Mt 24, 37-44
Bo do czego mamy być gotowi? Na co mamy czekać?
O czym przestrzega nas Pan? Skoro właśnie rozpoczynamy czekanie. Skoro przygotowujemy się na przyjście, to znaczy, że pamiętamy, dlatego właśnie czekamy.
Chociaż może budzić się jakiś smutek, że rok temu, mniej więcej o tej porze też rozpoczynaliśmy przygotownia do czekania.
Czy zatem w ciągu roku porzuciliśmy czekanie?
Może czekamy całe życie, a z czasem tego nie zauważamy. raczej napewno tak jest.
Obecnie więcej o tym myślimy bo więcej słyszymy. Ktoś będzie wzięty, ktoś będzie zostawiony, to słyszymy.
O tym chyba nie chcemy myśleć, tak wyraźniej.
Bo może nie wezmą nas.
A może jak nie wezmą naszego dobrego znajomego, to również nie będzie nam dobrze.
W ogóle to jest niesprawiedliwe. Dlaczego kogoś mają pominąć.
Może dla nas jest obojętny, dla innych jest ważny, tak jak nasz przyjaciel, który może być niezabrany.
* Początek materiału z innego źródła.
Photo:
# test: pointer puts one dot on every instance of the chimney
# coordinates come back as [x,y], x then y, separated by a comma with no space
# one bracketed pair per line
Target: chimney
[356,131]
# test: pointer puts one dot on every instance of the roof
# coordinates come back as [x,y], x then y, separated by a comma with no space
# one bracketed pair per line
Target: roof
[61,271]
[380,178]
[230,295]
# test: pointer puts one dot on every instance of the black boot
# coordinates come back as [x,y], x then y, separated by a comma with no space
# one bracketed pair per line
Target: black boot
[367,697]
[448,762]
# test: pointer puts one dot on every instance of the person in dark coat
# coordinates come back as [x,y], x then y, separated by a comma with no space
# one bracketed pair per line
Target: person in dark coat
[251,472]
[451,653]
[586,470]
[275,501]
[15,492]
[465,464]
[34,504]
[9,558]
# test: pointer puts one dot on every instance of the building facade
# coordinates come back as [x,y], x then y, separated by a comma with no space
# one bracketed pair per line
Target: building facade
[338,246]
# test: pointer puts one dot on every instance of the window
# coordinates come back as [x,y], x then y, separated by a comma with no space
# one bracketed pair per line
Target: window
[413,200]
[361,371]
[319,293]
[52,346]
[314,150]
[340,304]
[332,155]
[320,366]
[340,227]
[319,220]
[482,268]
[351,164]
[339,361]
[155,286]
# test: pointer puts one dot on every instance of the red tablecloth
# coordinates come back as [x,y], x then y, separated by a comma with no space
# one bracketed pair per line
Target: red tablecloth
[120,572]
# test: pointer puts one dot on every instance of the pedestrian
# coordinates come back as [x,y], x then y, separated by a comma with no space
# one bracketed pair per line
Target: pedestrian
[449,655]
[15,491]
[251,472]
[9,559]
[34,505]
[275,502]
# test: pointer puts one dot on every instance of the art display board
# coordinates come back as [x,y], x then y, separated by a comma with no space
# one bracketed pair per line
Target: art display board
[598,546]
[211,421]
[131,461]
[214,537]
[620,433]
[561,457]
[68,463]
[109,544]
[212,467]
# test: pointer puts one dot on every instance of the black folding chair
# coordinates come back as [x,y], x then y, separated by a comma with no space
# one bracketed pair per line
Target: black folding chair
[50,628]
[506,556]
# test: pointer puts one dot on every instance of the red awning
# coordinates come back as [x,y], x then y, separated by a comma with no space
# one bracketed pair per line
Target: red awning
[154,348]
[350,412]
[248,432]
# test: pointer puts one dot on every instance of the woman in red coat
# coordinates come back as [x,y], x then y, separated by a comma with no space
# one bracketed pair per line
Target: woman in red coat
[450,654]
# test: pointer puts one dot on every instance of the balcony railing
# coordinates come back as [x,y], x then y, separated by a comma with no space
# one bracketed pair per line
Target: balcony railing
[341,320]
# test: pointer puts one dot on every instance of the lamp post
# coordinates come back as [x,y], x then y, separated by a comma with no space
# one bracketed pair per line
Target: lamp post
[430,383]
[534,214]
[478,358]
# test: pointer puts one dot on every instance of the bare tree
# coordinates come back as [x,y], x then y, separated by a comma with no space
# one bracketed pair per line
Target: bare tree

To pewnie tu tkwi przyczyna, że zapominamy w ciągu roku o czekaniu. Pan przypomina, a nam obojętnieje.
Nie chcemy poważnie brać pod uwagę możliwości, że nas może zostawić albo kogoś nam bliskiego.
Co byśmy zrobili, gdyby nas Pan zostawił i nie zabrał ze sobą tam gdzie do dobrego łotra powiedział, że będzie z nim jeszcze w dniu ukrzyżowania. Po prostu nie zastanawiamy się nad tym. Nie bieżemy tego na poważnie. Stąd być może nie myślimy o czekaniu tylko wtedy gdy nam przypomną. Słowa Pisma, słowa ludzi, wydarzenia smutne czy tragiczne.
Zatem zaczynamy pokładać ufność w Miłosierdziu, jak nam zaczyna być źle.
Może jednak to nie jest takie beznadziejne. W ten spsoób dajemy dowód że jesteśmy ludźmi a przecież ludzi Bóg ukochał dlatego stworzył oraz postanowił zbawić. A my możemy być tylko ludźmi, więc taka nasza dola. Wyglądać Miłosierdzia. Nieustannie.